A growing portion of the nation's workforce is made up of people who weren't born here. According to a new annual report from the Bureau of Labor Statistics, foreign-born workers now account for 16.9 percent of the U.S. labor force, totaling nearly 27 million in 2016. That's about 700,000 higher than the previous year and the highest percentage of the workforce dating back to 1996.
The immigrant workforce population cuts across multiple job sectors. "It's among high-skilled, middle-skilled and low-skilled workers, with a special emphasis on low-skilled workers," says Michael Fix, president of the non-partisan Migration Policy Institute. He tells KTRH that contrary to frequent claims, immigrants aren't just doing the jobs that native-born workers won't do. "You have to recognize that a quarter of our doctors in the United States are foreign-born," says Fix.
Of course, many of these foreign-born workers are not here legally. "Unauthorized immigrants represent about a quarter of all foreign-born workers in the United States," says Fix.

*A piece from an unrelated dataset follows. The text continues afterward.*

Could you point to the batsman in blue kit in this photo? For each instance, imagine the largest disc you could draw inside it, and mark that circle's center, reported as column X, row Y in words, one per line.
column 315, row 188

Migration Policy Institute data shows that there were 245,000 illegal immigrants in Harris County who were either employed or unemployed and looking for work between 2010 and 2014.
While the percentage of immigrants in the workforce has been steadily growing over the past two decades, Fix expects that trend to reverse soon. "Where you're going to see growth in the working-age population (in the years ahead) is among the second generation, which is the children of immigrants, who are U.S. citizens," he says. Another possible factor in driving down the immigrant worker population is the new immigration policy of President Donald Trump.
In Texas, there is an even larger proportion of foreign-born workers in the workforce. According to U.S. Census data, in 2015 immigrants represented 21 percent of the civilian labor force in Texas.